食堂で椅子に掛けてから、何度も大部屋へ視線を向けてはいる。でもそれだけで、居ても立ってもという空気は皆無だ。
「本当に平気としても……」
もしも僕が、ユリアさんの立場なら。壊れても元通りと言って、大切な物を壊されては堪らない。同じ意味で、自分を庇ってくれた傷に無関心では居られない。
そう思うと、この人の明るい振る舞いが異様なものに思えてくる。
「そうだよ、おかしいの。だって私、あいつに恋しちゃいけないんだ」
今にもけらけらと笑い出しそうな、満面の笑み。少なくとも僕には、不自然な所を見つけられない。
「ひと言でも、好きとか愛してるとか。あいつにそう感じさせたら終わり。姿を消すって言われてるんだもの」
言って、頷く。表情も相俟って、納得ずくの大満足という風に見える。
わけが分からない。僕の理解力が足らず、おかしな解釈をしているのかと。疑って、聞いた言葉を辿ってみても、やはり同じ結論にしか着かなかった。
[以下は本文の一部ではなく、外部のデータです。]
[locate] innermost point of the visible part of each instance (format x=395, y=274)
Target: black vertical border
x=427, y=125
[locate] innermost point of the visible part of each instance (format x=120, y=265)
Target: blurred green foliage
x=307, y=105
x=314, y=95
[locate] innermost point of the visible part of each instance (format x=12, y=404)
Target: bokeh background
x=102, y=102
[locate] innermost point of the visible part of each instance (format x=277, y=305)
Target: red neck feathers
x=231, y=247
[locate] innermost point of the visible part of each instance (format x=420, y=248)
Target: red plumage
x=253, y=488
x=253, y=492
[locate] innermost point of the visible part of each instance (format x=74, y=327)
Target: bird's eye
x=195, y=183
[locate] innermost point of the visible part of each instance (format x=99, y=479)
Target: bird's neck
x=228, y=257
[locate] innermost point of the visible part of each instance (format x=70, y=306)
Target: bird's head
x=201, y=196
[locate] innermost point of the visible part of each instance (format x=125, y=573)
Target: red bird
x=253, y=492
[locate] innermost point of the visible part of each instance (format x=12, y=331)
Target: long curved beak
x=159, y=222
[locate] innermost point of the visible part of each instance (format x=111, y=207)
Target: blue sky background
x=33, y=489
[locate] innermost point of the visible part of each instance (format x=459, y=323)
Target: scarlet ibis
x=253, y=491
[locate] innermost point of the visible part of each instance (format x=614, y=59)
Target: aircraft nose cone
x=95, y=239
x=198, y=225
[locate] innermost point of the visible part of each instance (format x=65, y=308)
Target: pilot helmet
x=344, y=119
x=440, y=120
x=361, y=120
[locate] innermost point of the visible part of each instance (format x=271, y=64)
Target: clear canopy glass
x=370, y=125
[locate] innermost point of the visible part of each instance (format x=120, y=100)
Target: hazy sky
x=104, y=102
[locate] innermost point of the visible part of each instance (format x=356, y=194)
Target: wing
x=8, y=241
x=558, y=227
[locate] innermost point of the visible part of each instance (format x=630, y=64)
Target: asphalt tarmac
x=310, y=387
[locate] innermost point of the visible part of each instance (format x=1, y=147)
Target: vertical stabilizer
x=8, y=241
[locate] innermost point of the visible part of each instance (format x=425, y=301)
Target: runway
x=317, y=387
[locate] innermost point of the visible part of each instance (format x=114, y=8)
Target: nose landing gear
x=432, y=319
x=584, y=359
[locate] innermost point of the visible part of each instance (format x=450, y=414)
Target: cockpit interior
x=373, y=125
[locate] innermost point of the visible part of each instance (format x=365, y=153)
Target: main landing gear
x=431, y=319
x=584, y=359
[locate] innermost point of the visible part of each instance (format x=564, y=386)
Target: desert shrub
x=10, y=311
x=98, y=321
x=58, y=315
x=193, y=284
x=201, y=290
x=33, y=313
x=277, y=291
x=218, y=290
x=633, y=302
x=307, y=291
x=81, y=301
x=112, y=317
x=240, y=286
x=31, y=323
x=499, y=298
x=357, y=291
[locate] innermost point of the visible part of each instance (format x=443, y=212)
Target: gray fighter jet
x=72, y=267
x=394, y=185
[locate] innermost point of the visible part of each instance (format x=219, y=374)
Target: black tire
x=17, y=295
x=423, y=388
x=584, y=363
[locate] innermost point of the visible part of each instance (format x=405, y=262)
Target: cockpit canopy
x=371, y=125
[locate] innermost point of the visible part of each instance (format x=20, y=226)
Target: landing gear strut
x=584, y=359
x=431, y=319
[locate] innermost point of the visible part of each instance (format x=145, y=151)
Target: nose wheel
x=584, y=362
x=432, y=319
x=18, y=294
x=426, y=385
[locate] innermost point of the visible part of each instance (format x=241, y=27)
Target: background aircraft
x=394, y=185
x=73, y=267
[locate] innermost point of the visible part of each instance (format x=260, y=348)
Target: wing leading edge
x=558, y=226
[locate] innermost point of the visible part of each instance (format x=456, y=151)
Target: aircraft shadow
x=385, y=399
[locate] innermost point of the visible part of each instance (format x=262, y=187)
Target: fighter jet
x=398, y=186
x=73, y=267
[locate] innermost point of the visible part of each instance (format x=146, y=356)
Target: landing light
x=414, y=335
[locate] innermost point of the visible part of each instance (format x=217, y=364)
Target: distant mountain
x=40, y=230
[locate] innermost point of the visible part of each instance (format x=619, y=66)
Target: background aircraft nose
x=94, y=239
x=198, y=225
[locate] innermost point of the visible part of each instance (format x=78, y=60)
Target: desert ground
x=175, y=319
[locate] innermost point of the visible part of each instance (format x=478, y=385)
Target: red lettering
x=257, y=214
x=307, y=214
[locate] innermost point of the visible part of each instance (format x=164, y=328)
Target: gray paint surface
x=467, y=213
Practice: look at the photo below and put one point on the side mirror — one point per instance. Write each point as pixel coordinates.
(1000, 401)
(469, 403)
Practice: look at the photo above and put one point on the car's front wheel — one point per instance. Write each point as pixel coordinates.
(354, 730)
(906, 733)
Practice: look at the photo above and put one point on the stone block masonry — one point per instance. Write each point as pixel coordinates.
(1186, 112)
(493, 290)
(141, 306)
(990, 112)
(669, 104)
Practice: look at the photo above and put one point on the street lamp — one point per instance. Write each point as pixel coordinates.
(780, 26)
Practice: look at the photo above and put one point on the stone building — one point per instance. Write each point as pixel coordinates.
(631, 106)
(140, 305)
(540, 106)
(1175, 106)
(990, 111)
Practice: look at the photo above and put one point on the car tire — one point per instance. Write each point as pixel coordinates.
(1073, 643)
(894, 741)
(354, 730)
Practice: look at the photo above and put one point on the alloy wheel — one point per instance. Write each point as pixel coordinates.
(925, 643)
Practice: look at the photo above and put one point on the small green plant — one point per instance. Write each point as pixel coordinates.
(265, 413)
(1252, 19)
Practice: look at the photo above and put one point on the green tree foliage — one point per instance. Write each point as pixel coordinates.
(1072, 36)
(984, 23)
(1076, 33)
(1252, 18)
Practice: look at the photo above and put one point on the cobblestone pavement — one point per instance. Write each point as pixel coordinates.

「なんですか、それ。いやほら、ヨルンさんは愛してるって言ってたじゃないですか。だから大怪我してまで、ユリアさんを庇ったんでしょう?」
「あいつは誰にでも言うよ。私以外の女なら、どんな相手でもね。それなのになんであんなこと出来るのか、私が聞きたいくらい」
一瞬、声が震えた。しかし、すうっと大きく息を吸い、「ショタァには分かる?」と。続けて問う声は、また元通りに朗らかなものへ戻る。